Would that Christians might see what incalculable harm they do themselves by the thought that because possibly their prayer is not according to God’s will, they must be content without an answer. God’s word tells us that the great reason of unanswered prayer is that we do not pray aright: `Ye ask and receive not, because ye ask amiss.’ In not granting an answer, the Father tells us that there is something wrong in our praying. He wants to teach us to find it out and confess it, and so to educate us to true believing and prevailing prayer. He can only attain His object when He brings us to see that we are to blame for the withholding of the answer; our aim, or our faith, or our life is not what it should be. But this purpose of God is frustrated as long as we are content to say: It is perhaps because my prayer is not according to His will that He does not hear me. O let us no longer throw the blame of our unanswered prayers on the secret will of God, but on our praying amiss. Let that word, `Ye receive not because ye ask amiss,’ be as the lantern of the Lord, searching heart and life to prove that we are indeed such as those to whom Christ gave His promises of certain answers. Let us believe that we can know if our prayer be according to God’s will. Let us yield our heart to have the word of the Father dwell richly there, to have Christ’s word abiding in us. Let us live day by day with the anointing which teacheth us all things. Let us yield ourselves unreservedly to the Holy Spirit as He teaches us to abide in Christ, to dwell in the Father’s presence, and we shall soon understand how the Father’s love longs that the child should know His will, and should, in the confidence that that will includes all that His power and love have promised to do, know too that He hears the petitions which we ask of Him. `This is the boldness which we have, that if we ask anything according to His will, He heareth us.’
LORD, TEACH US TO PRAY
Blessed Master! With my whole heart I thank Thee for this blessed lesson, that the path to a life full of answers to prayer is through the will of God. Lord! Teach me to know this blessed will by living it, loving it, and always doing it.

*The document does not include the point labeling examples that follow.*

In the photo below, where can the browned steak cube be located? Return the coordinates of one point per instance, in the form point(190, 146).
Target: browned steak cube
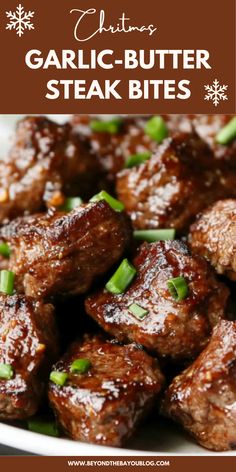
point(47, 162)
point(213, 236)
point(104, 404)
point(171, 328)
point(208, 127)
point(171, 187)
point(28, 345)
point(61, 253)
point(113, 149)
point(203, 397)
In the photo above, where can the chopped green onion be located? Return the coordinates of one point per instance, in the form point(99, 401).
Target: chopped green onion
point(156, 128)
point(228, 133)
point(138, 311)
point(59, 378)
point(5, 250)
point(152, 235)
point(114, 204)
point(43, 426)
point(71, 203)
point(6, 371)
point(136, 159)
point(80, 366)
point(112, 126)
point(122, 278)
point(178, 288)
point(7, 282)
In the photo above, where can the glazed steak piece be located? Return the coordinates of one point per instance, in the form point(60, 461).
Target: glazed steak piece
point(208, 126)
point(176, 329)
point(113, 149)
point(173, 186)
point(105, 404)
point(62, 253)
point(47, 162)
point(213, 236)
point(28, 343)
point(203, 397)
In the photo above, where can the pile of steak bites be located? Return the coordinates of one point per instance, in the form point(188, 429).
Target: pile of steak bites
point(118, 271)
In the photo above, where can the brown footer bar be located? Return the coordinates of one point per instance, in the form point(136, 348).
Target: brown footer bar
point(170, 464)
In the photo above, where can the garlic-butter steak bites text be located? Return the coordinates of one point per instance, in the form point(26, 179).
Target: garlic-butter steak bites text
point(203, 397)
point(172, 328)
point(46, 163)
point(60, 254)
point(104, 403)
point(28, 347)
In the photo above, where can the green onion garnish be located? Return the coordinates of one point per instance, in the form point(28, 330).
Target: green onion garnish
point(122, 278)
point(112, 126)
point(71, 203)
point(228, 133)
point(178, 288)
point(137, 159)
point(80, 366)
point(59, 378)
point(156, 128)
point(7, 282)
point(42, 426)
point(5, 250)
point(138, 311)
point(6, 371)
point(152, 235)
point(114, 204)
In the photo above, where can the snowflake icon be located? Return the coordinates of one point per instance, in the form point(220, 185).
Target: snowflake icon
point(20, 20)
point(216, 92)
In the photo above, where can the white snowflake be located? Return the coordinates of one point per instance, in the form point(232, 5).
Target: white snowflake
point(216, 92)
point(20, 20)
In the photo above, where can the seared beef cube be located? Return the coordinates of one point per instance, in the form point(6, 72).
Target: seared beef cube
point(104, 404)
point(214, 237)
point(203, 397)
point(113, 149)
point(177, 329)
point(208, 127)
point(28, 344)
point(173, 186)
point(46, 162)
point(62, 253)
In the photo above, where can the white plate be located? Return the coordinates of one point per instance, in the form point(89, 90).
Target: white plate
point(155, 437)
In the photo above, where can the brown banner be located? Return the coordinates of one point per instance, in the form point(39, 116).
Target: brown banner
point(165, 57)
point(164, 463)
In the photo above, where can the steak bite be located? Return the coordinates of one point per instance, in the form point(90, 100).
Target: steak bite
point(113, 149)
point(28, 346)
point(213, 236)
point(171, 187)
point(174, 329)
point(203, 397)
point(116, 390)
point(47, 162)
point(62, 253)
point(208, 128)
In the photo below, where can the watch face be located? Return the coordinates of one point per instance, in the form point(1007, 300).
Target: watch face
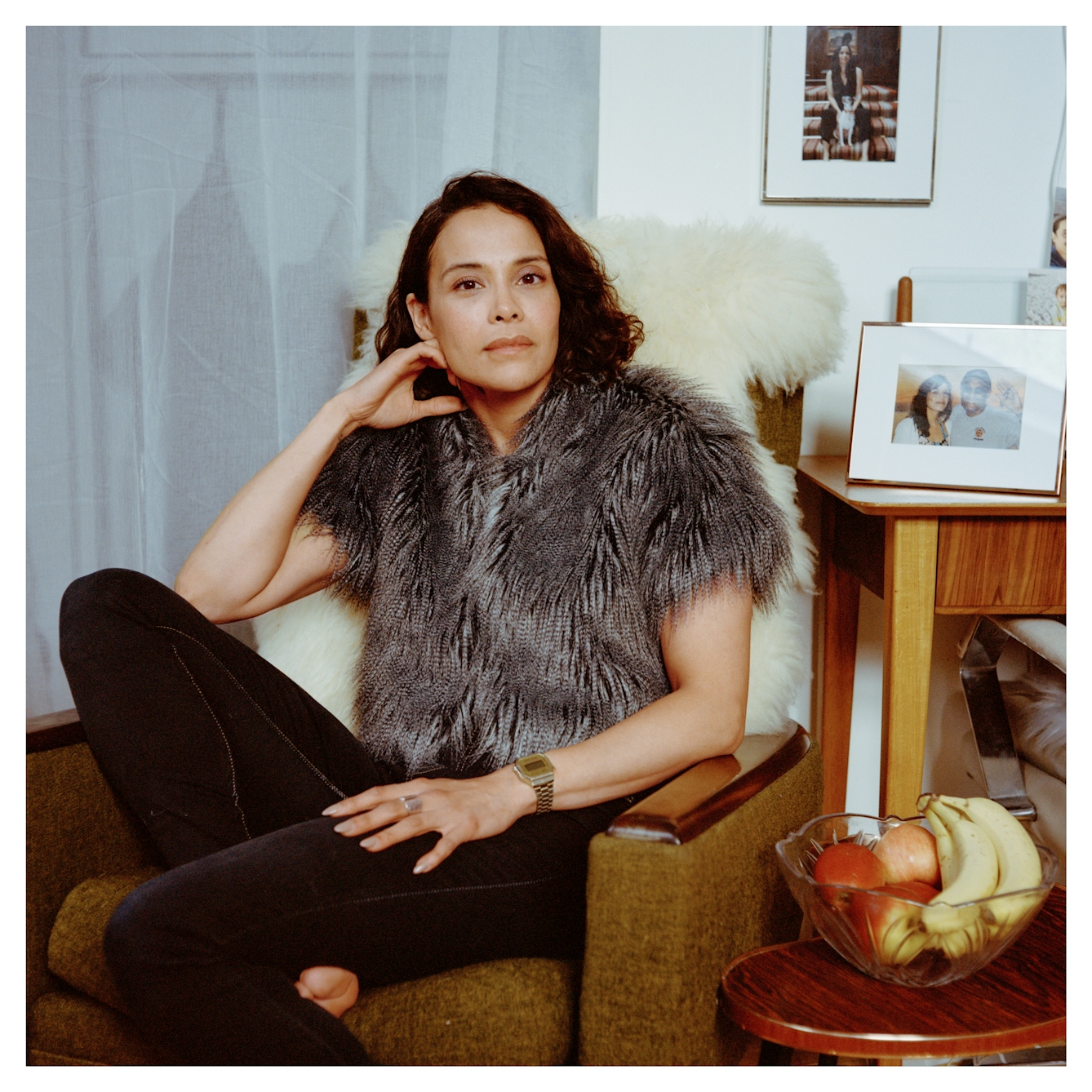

So shall I learn to offer prayers according to that will, and to find in their harmony with God’s blessed will, my boldness in prayer and my confidence in accepting the answer.
Father! it is Thy will that Thy child should enjoy Thy presence and blessing. It is Thy will that everything in the life of Thy child should be in accordance with Thy will, and that the Holy Spirit should work this in Him. It is Thy will that Thy child should live in the daily experience of distinct answers to prayer, so as to enjoy living and direct fellowship with Thyself. It is Thy will that Thy Name should be glorified in and through Thy children, and that it will be in those who trust Thee. O my Father! let this Thy will be my confidence in all I ask.
Blessed Saviour! Teach me to believe in the glory of this will. That will is the eternal love, which with Divine power works out its purpose in each human will that yields itself to it. Lord! Teach me this. Thou canst make me see how every promise and every command of the word is indeed the will of God, and that its fulfilment is secured to me by God Himself. Let thus the will of God become to me the sure rock on which my prayer and my assurance of an answer ever rest. Amen.
There is often great confusion as to the will of God. People think that what God wills must inevitably take place. This is by no means the case. God wills a great deal of blessing to His people, which never comes to them. He wills it most earnestly, but they do not will it, and it cannot come to them. This is the great mystery of man’s creation with a free will, and also of the renewal of his will in redemption, that God has made the execution of His will, in many things, dependent on the will of man. Of God’s will revealed in His promises, so much will be fulfilled as our faith accepts. Prayer is the power by which that comes to pass which otherwise would not take place. And faith, the power by which it is decided how much of God’s will shall be done in us. When once God reveals to a soul what He is willing to do for it, the responsibility for the execution of that will rests with us.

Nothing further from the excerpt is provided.